The film also benefits from strong performances from both of its lead actors. Cruise is a natural as a PR guy, and we all know from countless other movies that he is more than capable of kicking ass when he needs to.

Emily Blunt is also really great. She was awesome in Looper, which is one of my favorite movies, and she’s equally good here. It’s a tricky role, and Blunt really sells it. She’s completely believable as an alien-killing badass, but there’s also a strong sense that there’s a lot going on with her beneath her steely demeanor and impressive biceps that make for a continually interesting character. I read that she trained for three months for the role, and it shows.

edge-of-tomorrow-emily

She and Cruise have really great chemistry, and the movie wouldn’t work nearly as well without them.

The action scenes and special effects look great, too. I know I’ve been saying that a lot in my recent movie reviews, but it’s true. This is a really good-looking movie, and not just because of Emily Blunt.

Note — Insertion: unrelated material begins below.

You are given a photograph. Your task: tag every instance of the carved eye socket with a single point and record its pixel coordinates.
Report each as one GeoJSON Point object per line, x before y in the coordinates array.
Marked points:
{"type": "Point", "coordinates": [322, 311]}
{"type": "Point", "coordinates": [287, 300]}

edge-of-tomorrow-emily-blunt2

Doug Liman likes this particular shot so much that he reuses it several times throughout the movie, and I have a hard time finding fault with him for that.

The movie is about as gritty and realistic as a high-concept sci-fi movie is capable of being. The main invasion scene(s) has a sort of sci-fi Saving Private Ryan vibe (minus the gore), which contributes to the movie’s gritty feel. This is light-years away from the candy-colored visuals of Michael Bay’s Transformers films.

Edge-of-Tomorrow battle

Overall, this is a really good movie. Sure, it may be easy to find the DNA of several other films imprinted on it. But it still manages to be its own movie, and is one of the most pleasant surprises of the summer movie season for me so far.